You can strain out the green slime or put it thru a blender for a creamy green soup with grated cheeze or croutons, or you can use it to cook rice, potatoes, or peas.

I made a good bowl of stew last week by adding 2 cans of jalapeno blackeyed peas and 1/2 sack of frozen mixed veggies to a thick broth that was mostly lambs quarters, lemon balm, cilantro, and baby garlic.

To that I added black pepper, turmeric, and dried sage, so the taste was reminiscent of curry.

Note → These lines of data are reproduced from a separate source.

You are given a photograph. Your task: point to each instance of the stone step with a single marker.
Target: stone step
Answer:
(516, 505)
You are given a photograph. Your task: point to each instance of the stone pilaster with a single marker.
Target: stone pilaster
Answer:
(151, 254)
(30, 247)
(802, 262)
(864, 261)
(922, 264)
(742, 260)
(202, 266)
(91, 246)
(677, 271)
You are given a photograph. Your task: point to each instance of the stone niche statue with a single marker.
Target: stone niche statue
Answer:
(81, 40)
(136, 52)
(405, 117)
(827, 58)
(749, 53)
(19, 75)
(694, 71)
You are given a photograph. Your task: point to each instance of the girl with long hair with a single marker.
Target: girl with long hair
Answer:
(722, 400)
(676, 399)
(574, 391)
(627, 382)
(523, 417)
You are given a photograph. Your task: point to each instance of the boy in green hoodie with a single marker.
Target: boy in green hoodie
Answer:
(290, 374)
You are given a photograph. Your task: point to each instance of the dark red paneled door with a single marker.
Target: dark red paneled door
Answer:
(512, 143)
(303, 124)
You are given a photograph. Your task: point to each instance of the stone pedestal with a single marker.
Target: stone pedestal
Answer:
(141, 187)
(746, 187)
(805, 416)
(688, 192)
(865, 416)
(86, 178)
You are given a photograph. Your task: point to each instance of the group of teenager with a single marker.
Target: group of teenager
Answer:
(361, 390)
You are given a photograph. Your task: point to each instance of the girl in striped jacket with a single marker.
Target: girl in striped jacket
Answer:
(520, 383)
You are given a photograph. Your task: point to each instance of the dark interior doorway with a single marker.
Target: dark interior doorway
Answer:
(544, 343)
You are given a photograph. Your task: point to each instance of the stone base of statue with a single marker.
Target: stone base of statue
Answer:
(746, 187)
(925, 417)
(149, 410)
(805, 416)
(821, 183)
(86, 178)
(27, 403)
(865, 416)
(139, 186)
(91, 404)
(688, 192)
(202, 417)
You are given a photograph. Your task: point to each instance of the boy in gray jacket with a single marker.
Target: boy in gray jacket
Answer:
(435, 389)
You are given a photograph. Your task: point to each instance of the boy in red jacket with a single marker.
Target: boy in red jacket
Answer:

Each week brings a surprising new flavour, some are kinda weird, but you may discover a combination that is delicious. As much as we love Italian and TexMex flavours (the kind that are easiest to grow around here), the garden has grown into a jungle of all sorts of other possibilities, so we are experimenting with putting our meds in our food.

Lemon balm is one of my faves, it tastes so good in omelettes or fried rice, besides being a tasty hot or iced tea, and is reputed to relieve the aches and pains from working in the garden. It's self sown all over the place, so now it, too, is officially a weed, right up there with the parsley and garlic and all the other denizens of the Veggie Jungle. Go get 'em!